Ladies and gentlemen,
As President of the European Economic and Social Committee, it is a truly great privilege for me to be a patron of today's Forum. I am pleased that this event is taking place in our premises. It is quite symbolic as the European Economic and Social Committee is recognised as the house of the European organised civil society.
Although we are meeting on a somewhat festive occasion, we all share the same thought at the back of our minds - a thought of grief, sadness, anger and pain. But, at least speaking for myself there is also a thought of hope, courage, resilience and admiration.
Indeed, the brutal war of Russia against your beautiful, sovereign and independent country continues. We, at the EESC, have condemned the war in the strongest possible terms since the very first day. Throughout past nine months, the EESC as an institution and our Members and their respective organisations, we did our best to help Ukraine and its civil society as much as we have been able to. We have opened our doors to representatives of Ukrainian civil society organisations and I am happy to see some of you in this room.
We adopted two strong resolutions; one in March on the economic, social and environmental impact of the war in Ukraine and the other one in June. The second resolution strived to be forward-thinking and looked at the post-war relief and reconstruction of Ukraine.
In this document, we also called for granting Ukraine an EU candidate status – a decision the Council took a few days after the adoption of the EESC resolution. It served as a basis for a high-level Conference on Ukraine, which the EESC organised in Krakow in July. In our exchanges, we emphasized that the reconstruction of Ukraine should be sustainable, transparent, green and digital. We made clear that the recovery would not be successful without a genuine involvement of social partners and civil society organizations, without you.
Currently, the EESC is working on a variety of initiatives, including on food price crisis and integration of refugees from Ukraine. On the latter, surveys show that despite what one might fear, a solidarity fatigue has not set in. Europeans support measures aiming at helping refugees from Ukraine and our Committee will advocate for a continuous aid as long as it takes. Ukrainian women, men and children are paying the highest price for the freedom, fundamental rights and for the European future of Ukraine. Your government is currently putting all its efforts into securing safety of its people and into ensuring their basic needs, which is so the more challenging as the winter is behind the corner.
But your role remains the same. You are the watchdog of the actions of your authorities, you are the conscience, even in these extremely tough times. This terrible war has taught you to adapt to the most difficult circumstances and to step up your flexibility. Many of you were forced to revisit your fields of actions - think-tanks have launched advocacy campaigns, trade unions have turned into shelters, business federations have become fundraisers.
And your role will not but increase further. You have to succeed. You need to make sure that once this terrible war is over, the reconstruction goes in the right direction, in the direction which your country and its courageous people deserve.

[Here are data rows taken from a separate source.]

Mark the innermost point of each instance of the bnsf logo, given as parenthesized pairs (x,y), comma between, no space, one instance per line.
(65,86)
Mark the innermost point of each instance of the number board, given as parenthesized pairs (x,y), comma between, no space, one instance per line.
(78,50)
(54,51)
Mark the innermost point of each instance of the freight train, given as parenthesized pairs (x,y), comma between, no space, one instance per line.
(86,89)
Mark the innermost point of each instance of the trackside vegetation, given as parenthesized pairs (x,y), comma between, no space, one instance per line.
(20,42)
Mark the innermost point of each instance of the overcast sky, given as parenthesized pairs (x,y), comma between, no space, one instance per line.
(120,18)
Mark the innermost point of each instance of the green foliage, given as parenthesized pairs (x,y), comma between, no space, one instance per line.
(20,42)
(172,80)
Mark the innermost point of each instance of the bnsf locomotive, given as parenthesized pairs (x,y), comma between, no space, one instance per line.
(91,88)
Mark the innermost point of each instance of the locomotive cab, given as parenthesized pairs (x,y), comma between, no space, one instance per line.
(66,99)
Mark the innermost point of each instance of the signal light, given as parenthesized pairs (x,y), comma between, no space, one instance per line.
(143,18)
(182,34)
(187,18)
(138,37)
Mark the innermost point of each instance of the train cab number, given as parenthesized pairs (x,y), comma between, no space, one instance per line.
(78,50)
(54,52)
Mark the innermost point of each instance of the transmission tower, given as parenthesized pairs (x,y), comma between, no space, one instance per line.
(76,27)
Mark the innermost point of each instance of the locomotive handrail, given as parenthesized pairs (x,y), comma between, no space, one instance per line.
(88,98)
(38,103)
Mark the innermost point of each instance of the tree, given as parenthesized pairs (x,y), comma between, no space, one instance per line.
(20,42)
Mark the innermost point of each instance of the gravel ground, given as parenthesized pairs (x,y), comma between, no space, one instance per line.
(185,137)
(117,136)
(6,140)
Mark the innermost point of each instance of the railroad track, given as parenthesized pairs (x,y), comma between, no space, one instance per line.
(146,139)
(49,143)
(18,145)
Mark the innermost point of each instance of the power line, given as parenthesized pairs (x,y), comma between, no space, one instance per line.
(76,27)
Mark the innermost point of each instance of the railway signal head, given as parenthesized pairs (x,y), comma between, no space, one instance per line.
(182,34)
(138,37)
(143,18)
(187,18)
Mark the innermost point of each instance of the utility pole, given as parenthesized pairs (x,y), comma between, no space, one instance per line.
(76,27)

In order to achieve this, you need to be well organised and inclusive.
We are here to help with our know-how and our own experience, including on post-war reconstruction. We, as European Economic and social Committee, are already involved in well-established bilateral civil society body, the so-called EU-Ukraine civil society platform, who is actually holding its 12th meeting at this very moment in the main EESC building.
Dear colleagues, let me wish you a successful event and reassure you that you can count on our support. A Ukrainian proverb says: "Under the lying stone water does not flow". I am convinced that you are able to move that stone and we stand ready to help you in all your efforts.